This is not correct.

In Germany there is UberPop with the unlicenced drivers (like X), Uberblack as a limo-service and Ubertaxi.

UberPop is forbidden by court in Berlin and Hamburg as they take more fare than the real costs for fuel, tires and oil, forced by the cabindustry. Today they said that they will give the service only at the weekend, b/c on the other days there is no request.

They are still working in Munich, Duesseldorf and Frankfurt/M. for $ 0.58 /mile. There are no other cities where they are on duty.

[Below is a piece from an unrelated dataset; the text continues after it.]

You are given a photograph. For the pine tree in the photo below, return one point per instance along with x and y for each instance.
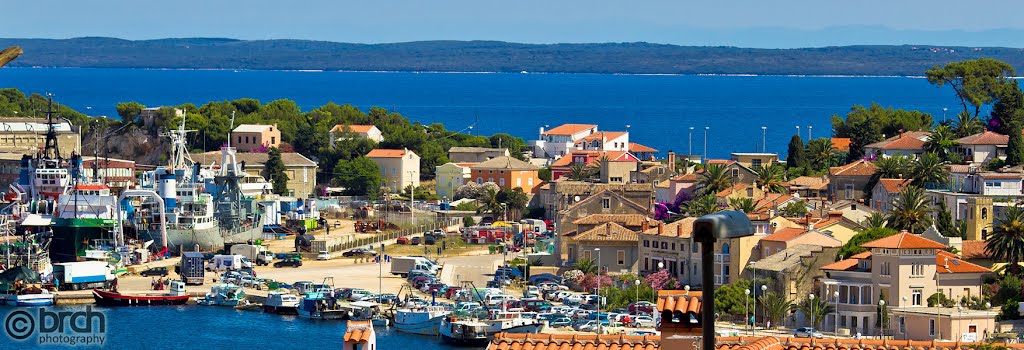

UberBlack is completly out of business, forced by the cabindustry.

The only legal service is UberTaxi with regular taxis. At time they´ll give the riders a discount of 20 % from the deductable fare and the driver a bonus of 6 $. But who wants to go in bed with a bride who called her bridegroom an asshole?


----------



## No-tippers-suck (Oct 20, 2014)

Hey Berliner !
Faerst Taxi drueben richtig?
Bin ca. 11 Jahre am Koeln Bonn Airport Taxi gefahren als es noch sehr gut lief.
danach hatte ich eine Mietwagenkonzession weil ich nicht eingesehen habe 65.000 fuer das Papier alleine zu zahlen.

Uber ist auch nicht das wahre wie man leider sieht hoffe allerdings das es die Taximonopole knackt und die Preise fallen oder wie bei euch in Berlin
freigegeben warden.
Alles Gute aus Kalifornien !

(sorry for the german language, just said "hi" to another German fellow"


----------



## Berliner (Oct 29, 2014)

You´re right.

Taxikonzessionen kosten in Berlin und Hamburg nur die Verwaltungsgebühr beim Amt, keine Ablöse oder mengenmässige Beschränkung. Uber ist hier grad richtig am verkacken, verlieren einen Prozess nach dem anderen, und sind auch in der Gesellschaft, mit Ausnahme der Nerds, ungefähr so beliebt wie Durchfall auf der Rolltreppe im KaDeWe.

Wir haben in Berlin ca. 7.800 Taxen, vielleicht 20, max. 30, haben UberTaxi im Wagen, in Hamburg sind es ca. 10 von 3.500.

Alles Gute aus dem Land der unbegrenzten Brotsorten!

(as well sorry for the same reason as above)


----------



## MikeB (Dec 2, 2014)

I agree. It has been very slow lately. I thought it was due to the Thanksgiving week, because hipsters and techies are out of town, but today was a bad rain around evening commute and no surges. I drove for about 20 minutes in downtown - no pings. It had never happened before. Made me quit and go home.


----------